2.19.19
The Apache Software Foundation (ASF), the all-volunteer developers, stewards, and incubators of more than 350 Open Source projects and initiatives, today announced momentum with Apache Arrow, the Open Source Big Data in-memory columnar layer.
Since the founding of the project in January 2016, Apache Arrow has quickly become the defacto standard for representing and processing analytical data in memory, accelerating analytical processing and interchange by more than 100x.
“When we became a Top-Level Project, we projected that the majority of the world’s data will be processed through Arrow within the next decade,” said Jacques Nadeau, Vice President of Apache Arrow. “In just three years time, we are proud to see Arrow’s substantial industry adoption and increased value across a wide range of analytical, machine learning, and artificial intelligence workloads.”
Highlights of Apache Arrow’s success include:
Industry Adoption —more than 20 major technologies adopted Arrow to accelerate in-memory analytics, including Apache Spark, NVIDIA RAPIDS, pandas, and Dremio, among others.

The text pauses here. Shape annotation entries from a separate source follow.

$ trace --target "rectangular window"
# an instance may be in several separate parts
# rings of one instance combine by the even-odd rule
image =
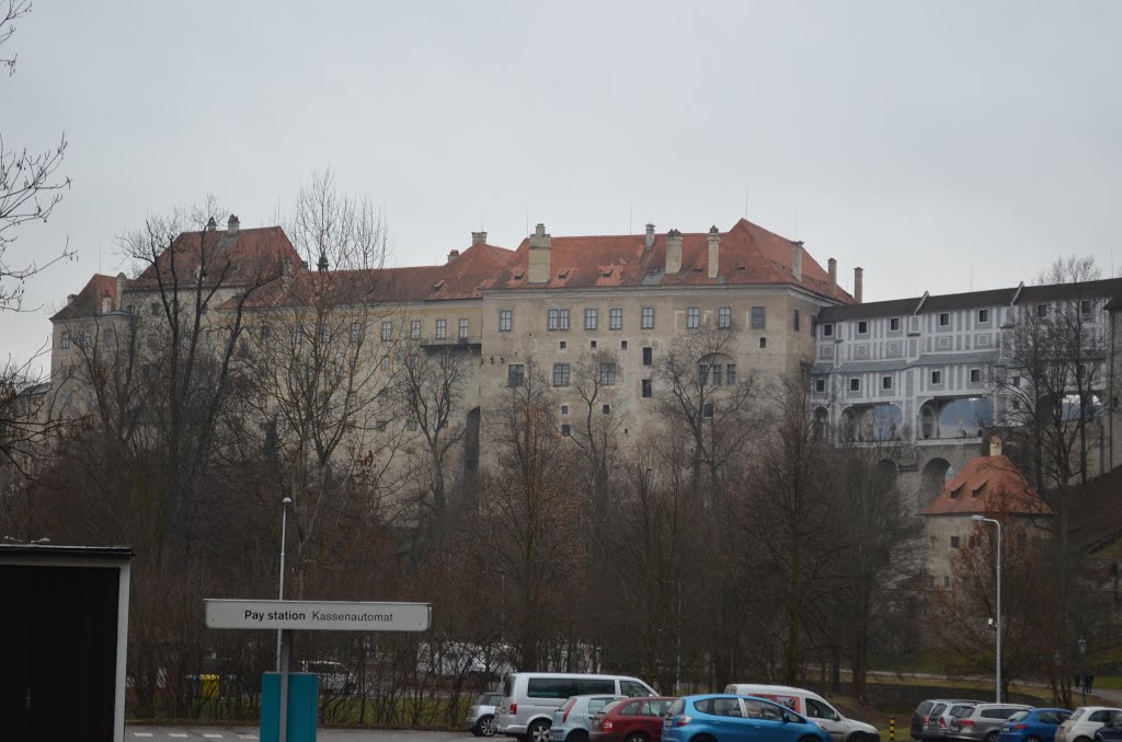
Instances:
[[[585,330],[596,330],[597,315],[596,309],[585,309]]]
[[[554,363],[553,364],[553,386],[554,387],[568,387],[569,386],[569,364],[568,363]]]
[[[752,328],[763,330],[767,324],[767,313],[764,307],[752,307]]]

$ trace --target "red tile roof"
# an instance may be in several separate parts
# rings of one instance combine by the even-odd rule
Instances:
[[[291,282],[275,281],[257,293],[248,307],[301,306],[316,291],[329,302],[442,302],[480,298],[480,285],[506,265],[513,252],[490,244],[472,244],[441,266],[369,270],[300,270]]]
[[[109,294],[110,308],[116,309],[120,304],[120,297],[117,295],[117,278],[114,276],[94,273],[93,278],[85,285],[85,288],[79,293],[74,299],[74,304],[67,304],[56,312],[50,317],[50,322],[90,317],[99,314],[101,312],[101,299],[105,294]]]
[[[651,249],[645,234],[601,236],[553,236],[550,244],[550,277],[545,284],[530,284],[530,239],[518,245],[507,267],[487,289],[592,288],[610,286],[743,286],[794,284],[836,302],[853,298],[806,250],[802,278],[792,270],[793,243],[779,234],[742,219],[721,233],[717,278],[709,278],[709,235],[682,234],[682,268],[665,275],[666,235],[656,234]]]
[[[184,232],[130,281],[129,288],[155,288],[157,271],[165,277],[166,284],[173,267],[181,285],[190,282],[201,262],[205,262],[208,278],[234,287],[256,280],[261,270],[277,271],[285,260],[298,266],[301,257],[279,226],[243,229],[236,234],[218,229]]]
[[[1009,456],[978,456],[972,460],[922,512],[925,516],[993,513],[1055,514]]]

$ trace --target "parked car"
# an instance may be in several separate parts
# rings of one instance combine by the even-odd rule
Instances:
[[[683,696],[666,712],[662,742],[833,742],[829,732],[787,706],[727,694]]]
[[[638,678],[580,673],[512,673],[503,680],[503,699],[495,709],[499,734],[550,742],[553,709],[572,696],[647,697],[659,694]]]
[[[947,736],[959,742],[997,742],[1001,725],[1019,711],[1032,706],[1024,704],[977,704],[964,714],[951,714]]]
[[[1110,720],[1095,732],[1095,742],[1122,742],[1122,713],[1112,713]]]
[[[834,742],[880,742],[881,739],[881,733],[875,726],[855,718],[846,718],[813,690],[785,685],[734,683],[725,687],[725,693],[766,698],[792,708],[829,732]]]
[[[559,708],[553,709],[550,739],[553,742],[588,742],[592,718],[605,706],[619,696],[594,695],[572,696]]]
[[[625,698],[610,703],[592,718],[590,742],[659,742],[662,720],[677,698]]]
[[[1091,742],[1095,732],[1111,721],[1111,715],[1122,708],[1110,706],[1079,706],[1056,730],[1056,742]]]
[[[479,694],[468,709],[468,731],[476,736],[495,736],[495,706],[502,698],[502,690]]]
[[[1072,712],[1066,708],[1019,711],[1001,725],[1000,742],[1055,742],[1056,730]]]
[[[977,705],[977,702],[939,702],[931,706],[927,715],[927,723],[923,724],[923,740],[946,740],[947,732],[950,731],[950,720],[955,716],[965,716]]]
[[[929,698],[921,701],[916,711],[912,712],[911,733],[913,740],[923,740],[923,731],[927,727],[931,711],[939,704],[977,704],[981,701],[968,701],[965,698]]]

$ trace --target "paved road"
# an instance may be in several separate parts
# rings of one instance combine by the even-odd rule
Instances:
[[[128,726],[125,742],[256,742],[256,726]],[[467,732],[404,732],[320,729],[316,742],[452,742],[475,740]]]

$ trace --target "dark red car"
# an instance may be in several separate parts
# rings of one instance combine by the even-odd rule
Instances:
[[[660,742],[662,720],[677,698],[624,698],[597,712],[590,742]]]

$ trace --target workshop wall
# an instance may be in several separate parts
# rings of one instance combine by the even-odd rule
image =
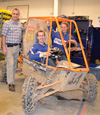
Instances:
[[[0,2],[0,7],[7,9],[7,6],[29,5],[29,16],[50,16],[53,12],[53,0],[23,0]]]
[[[100,15],[100,0],[62,0],[61,14],[66,16],[89,16],[96,25]]]
[[[3,1],[3,0],[2,0]],[[54,11],[54,0],[16,0],[0,2],[0,7],[29,5],[29,16],[50,16]],[[100,15],[100,0],[61,0],[61,15],[89,16],[96,25],[96,16]]]

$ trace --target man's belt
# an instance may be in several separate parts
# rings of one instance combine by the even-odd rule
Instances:
[[[12,44],[12,43],[6,43],[6,45],[7,45],[7,47],[13,47],[13,46],[17,46],[17,45],[19,45],[19,44]]]

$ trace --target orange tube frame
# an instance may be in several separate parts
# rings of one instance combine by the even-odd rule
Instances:
[[[79,34],[79,31],[78,31],[78,26],[77,26],[77,24],[76,24],[76,22],[75,22],[74,20],[69,20],[69,19],[64,19],[64,18],[59,18],[59,17],[54,17],[54,16],[53,16],[53,17],[50,17],[50,16],[48,16],[48,17],[30,17],[30,19],[31,19],[31,18],[41,19],[41,20],[45,20],[45,21],[51,22],[51,23],[50,23],[50,32],[49,32],[49,41],[48,41],[48,54],[49,54],[50,42],[51,42],[52,21],[55,21],[55,22],[56,22],[57,27],[58,27],[58,31],[59,31],[59,34],[60,34],[60,37],[61,37],[61,41],[62,41],[64,50],[65,50],[65,53],[66,53],[66,56],[67,56],[67,60],[68,60],[69,66],[70,66],[70,68],[57,68],[57,67],[48,66],[48,55],[47,55],[46,67],[52,68],[52,69],[71,70],[71,71],[76,71],[76,72],[88,72],[88,71],[89,71],[89,67],[88,67],[88,63],[87,63],[87,60],[86,60],[84,48],[83,48],[82,41],[81,41],[81,38],[80,38],[80,34]],[[64,38],[63,38],[61,29],[60,29],[60,26],[59,26],[59,22],[69,22],[69,23],[70,23],[69,53],[68,53],[68,50],[67,50],[66,45],[65,45],[65,42],[64,42]],[[76,29],[76,32],[77,32],[77,36],[78,36],[78,40],[79,40],[80,47],[81,47],[81,50],[82,50],[82,55],[83,55],[83,59],[84,59],[84,63],[85,63],[86,68],[75,68],[75,69],[74,69],[74,68],[72,67],[72,63],[71,63],[71,60],[70,60],[71,25],[72,25],[72,23],[74,24],[75,29]]]

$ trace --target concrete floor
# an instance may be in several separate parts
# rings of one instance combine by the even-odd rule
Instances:
[[[0,115],[100,115],[100,81],[98,82],[98,96],[93,103],[85,103],[84,114],[79,114],[82,110],[82,92],[66,92],[66,100],[57,99],[52,95],[42,99],[32,114],[24,113],[21,106],[22,84],[25,77],[16,73],[16,91],[10,92],[6,83],[0,83]]]

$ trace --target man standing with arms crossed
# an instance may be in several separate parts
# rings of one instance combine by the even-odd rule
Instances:
[[[12,11],[12,19],[3,24],[2,45],[3,54],[7,57],[7,83],[10,91],[15,91],[15,72],[17,58],[19,55],[19,45],[22,39],[23,27],[18,22],[20,12],[17,8]]]

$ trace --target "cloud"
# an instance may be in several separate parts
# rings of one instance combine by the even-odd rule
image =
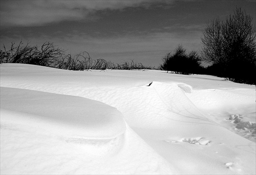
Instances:
[[[162,1],[2,1],[1,27],[38,26],[63,20],[91,20],[96,11],[148,7]],[[163,2],[164,3],[164,2]]]

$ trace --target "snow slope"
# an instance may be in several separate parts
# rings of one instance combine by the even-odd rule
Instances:
[[[1,71],[1,173],[256,173],[254,86],[157,70]]]

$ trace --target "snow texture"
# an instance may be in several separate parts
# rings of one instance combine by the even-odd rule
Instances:
[[[255,90],[210,76],[1,65],[1,174],[255,174]]]

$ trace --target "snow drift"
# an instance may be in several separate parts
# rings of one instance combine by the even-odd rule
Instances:
[[[1,71],[1,173],[255,173],[252,86],[157,70]]]

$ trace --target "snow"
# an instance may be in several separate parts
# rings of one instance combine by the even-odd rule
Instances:
[[[255,86],[1,65],[1,174],[255,174]]]

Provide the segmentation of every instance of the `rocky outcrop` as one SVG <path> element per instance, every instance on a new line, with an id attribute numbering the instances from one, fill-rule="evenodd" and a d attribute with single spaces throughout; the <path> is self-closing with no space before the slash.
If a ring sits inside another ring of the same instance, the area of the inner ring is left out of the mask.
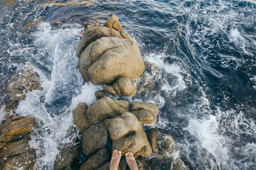
<path id="1" fill-rule="evenodd" d="M 81 41 L 78 44 L 76 53 L 79 56 L 91 43 L 103 37 L 115 37 L 122 38 L 120 33 L 109 28 L 95 26 L 89 28 L 83 34 Z"/>
<path id="2" fill-rule="evenodd" d="M 79 68 L 86 80 L 110 85 L 121 77 L 134 80 L 142 74 L 145 65 L 134 40 L 102 37 L 82 52 Z"/>
<path id="3" fill-rule="evenodd" d="M 6 112 L 15 110 L 20 100 L 24 100 L 26 94 L 34 90 L 42 90 L 39 76 L 29 67 L 13 76 L 8 86 L 9 91 L 4 100 Z"/>
<path id="4" fill-rule="evenodd" d="M 83 154 L 90 156 L 108 142 L 108 132 L 104 124 L 101 122 L 93 125 L 82 133 Z"/>
<path id="5" fill-rule="evenodd" d="M 113 119 L 108 128 L 113 149 L 122 151 L 123 155 L 128 151 L 143 156 L 152 153 L 143 125 L 132 113 L 126 112 Z"/>
<path id="6" fill-rule="evenodd" d="M 130 105 L 130 109 L 143 124 L 151 124 L 156 121 L 158 109 L 152 104 L 133 102 Z"/>
<path id="7" fill-rule="evenodd" d="M 122 26 L 119 22 L 119 20 L 116 15 L 112 15 L 109 19 L 106 21 L 104 25 L 106 27 L 113 28 L 116 30 L 122 31 Z"/>
<path id="8" fill-rule="evenodd" d="M 97 99 L 101 99 L 102 97 L 106 97 L 107 94 L 104 91 L 95 91 L 94 94 Z"/>
<path id="9" fill-rule="evenodd" d="M 35 125 L 33 117 L 15 118 L 5 121 L 2 125 L 0 141 L 17 140 L 27 134 Z"/>
<path id="10" fill-rule="evenodd" d="M 85 110 L 88 108 L 86 103 L 79 103 L 73 111 L 74 123 L 81 132 L 90 126 L 85 115 Z"/>
<path id="11" fill-rule="evenodd" d="M 157 136 L 157 131 L 155 128 L 149 129 L 147 131 L 147 136 L 152 151 L 154 153 L 159 153 L 159 145 L 158 144 L 158 137 Z"/>
<path id="12" fill-rule="evenodd" d="M 85 113 L 90 125 L 102 121 L 106 118 L 121 116 L 128 110 L 108 97 L 104 97 L 95 102 L 86 110 Z"/>
<path id="13" fill-rule="evenodd" d="M 81 166 L 80 170 L 95 170 L 111 160 L 110 149 L 104 147 L 90 156 Z"/>
<path id="14" fill-rule="evenodd" d="M 161 139 L 160 154 L 149 158 L 147 163 L 152 170 L 172 169 L 188 170 L 178 153 L 175 140 L 170 135 L 159 132 Z"/>
<path id="15" fill-rule="evenodd" d="M 111 153 L 107 146 L 111 144 L 112 149 L 121 150 L 123 156 L 133 152 L 140 170 L 186 169 L 177 156 L 174 141 L 166 139 L 165 135 L 152 128 L 159 113 L 156 105 L 107 96 L 124 98 L 136 94 L 137 97 L 142 92 L 156 91 L 158 85 L 147 76 L 150 69 L 136 81 L 138 86 L 134 83 L 145 68 L 137 42 L 123 32 L 114 15 L 103 26 L 89 23 L 84 26 L 87 29 L 77 51 L 80 57 L 78 68 L 86 81 L 105 85 L 103 90 L 95 92 L 98 100 L 91 106 L 87 108 L 85 104 L 80 104 L 73 111 L 74 123 L 81 132 L 82 155 L 87 159 L 80 170 L 109 169 Z M 139 91 L 137 92 L 137 88 Z M 143 124 L 146 124 L 146 133 Z M 119 169 L 128 167 L 123 156 Z"/>
<path id="16" fill-rule="evenodd" d="M 36 155 L 29 140 L 35 125 L 34 118 L 6 116 L 0 124 L 0 169 L 33 168 Z"/>
<path id="17" fill-rule="evenodd" d="M 74 164 L 80 155 L 80 147 L 76 144 L 62 147 L 54 161 L 54 170 L 60 170 Z"/>
<path id="18" fill-rule="evenodd" d="M 120 78 L 112 85 L 107 85 L 103 88 L 107 94 L 116 97 L 118 96 L 131 96 L 136 92 L 136 87 L 128 78 Z"/>

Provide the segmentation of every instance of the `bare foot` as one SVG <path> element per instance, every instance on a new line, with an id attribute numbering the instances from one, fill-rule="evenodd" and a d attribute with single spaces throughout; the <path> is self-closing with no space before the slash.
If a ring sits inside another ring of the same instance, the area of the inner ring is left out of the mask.
<path id="1" fill-rule="evenodd" d="M 135 161 L 135 158 L 132 152 L 126 152 L 125 153 L 125 159 L 131 170 L 139 170 L 136 161 Z"/>
<path id="2" fill-rule="evenodd" d="M 117 170 L 118 169 L 118 165 L 121 159 L 121 153 L 122 152 L 120 150 L 114 150 L 112 153 L 112 157 L 111 158 L 111 162 L 110 162 L 110 170 Z"/>

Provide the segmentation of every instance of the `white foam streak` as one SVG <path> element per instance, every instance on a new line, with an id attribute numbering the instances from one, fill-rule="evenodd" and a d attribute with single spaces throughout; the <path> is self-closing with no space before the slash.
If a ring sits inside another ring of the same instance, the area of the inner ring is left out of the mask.
<path id="1" fill-rule="evenodd" d="M 175 63 L 169 64 L 164 62 L 164 59 L 168 57 L 171 57 L 167 56 L 163 54 L 151 54 L 145 58 L 149 62 L 155 64 L 167 73 L 177 78 L 175 79 L 175 83 L 172 83 L 172 85 L 170 85 L 166 80 L 166 83 L 161 87 L 162 90 L 172 92 L 175 95 L 177 91 L 184 90 L 186 88 L 186 86 L 183 79 L 183 76 L 181 74 L 183 71 L 181 70 L 180 66 Z"/>
<path id="2" fill-rule="evenodd" d="M 32 134 L 29 141 L 38 156 L 35 165 L 37 170 L 53 169 L 59 147 L 72 143 L 77 136 L 75 131 L 70 131 L 74 130 L 70 128 L 74 126 L 73 110 L 80 102 L 92 105 L 96 100 L 94 92 L 100 88 L 88 83 L 82 85 L 83 79 L 76 68 L 79 61 L 76 46 L 80 37 L 78 33 L 82 30 L 82 27 L 70 26 L 69 28 L 54 30 L 49 23 L 43 23 L 39 25 L 39 31 L 33 34 L 38 51 L 34 57 L 43 65 L 47 66 L 51 73 L 48 75 L 47 72 L 35 68 L 44 90 L 27 93 L 25 100 L 18 106 L 16 113 L 34 117 L 38 123 L 39 127 Z M 47 110 L 47 105 L 52 104 L 52 101 L 58 101 L 70 96 L 73 99 L 69 103 L 67 102 L 69 105 L 59 113 Z M 58 113 L 61 114 L 55 114 Z"/>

Millions of Downloads —leveraging and integrating Apache Arrow into many other technologies has bolstered downloads to more than 1,000,000 each month.
New Language Support —as a cross-language development platform, supporting multiple programming languages is paramount. Apache Arrow has grown from supporting one language to eleven different languages today; they include C++, Java, Python, R, C#, Javascript, and Ruby, among others.
Seamless Data Format Support —Arrow supports different data types, both simple and nested, located in arbitrary memory such as regular system RAM, memory-mapped files or on-GPU memory. In addition, it can ingest data from popular storage formats such as Apache Parquet, CSV files, Apache ORC, JSON, and more.
Major Code Donations —Apache Arrow’s new features and expanded functionality are due in part to code and component donations that include:
• C# Library
• Gandiva LLVM-based Expression Compiler
• Go Library
• Javascript Library
• Plasma Shared Memory Object Store
• Ruby Libraries (Apache Arrow and Apache Parquet)
• Rust Libraries (Parquet and DataFusion Query Engine)
Community and Contributor Growth —over the past 12 months, nearly 300 individuals have submitted more than 3,000 contributions that have grown the Apache Arrow code base by 300,000 lines of code. The Arrow community is welcoming approximately 10 new contributors each month.
In January the project announced its most recent release, Apache Arrow 0.12.0, which reflects more than 600 enhancements developed during Q4 2018. The Apache Arrow community is actively working on a number of impactful new initiatives that include solving high performance analytical problems and allowing for more efficient data distribution across entire clusters.
“Apache Arrow’s rapid industry adoption and developer community growth supports our original thesis of the importance of a language-independent open standard for columnar data,” said Wes McKinney, member of the Apache Arrow Project Management Committee, and creator of Python’s pandas project. “Additionally, we are seeing productive collaborations take place not only between programming languages but also between the database systems and data science worlds. We look forward to welcoming more data system developers into our community.”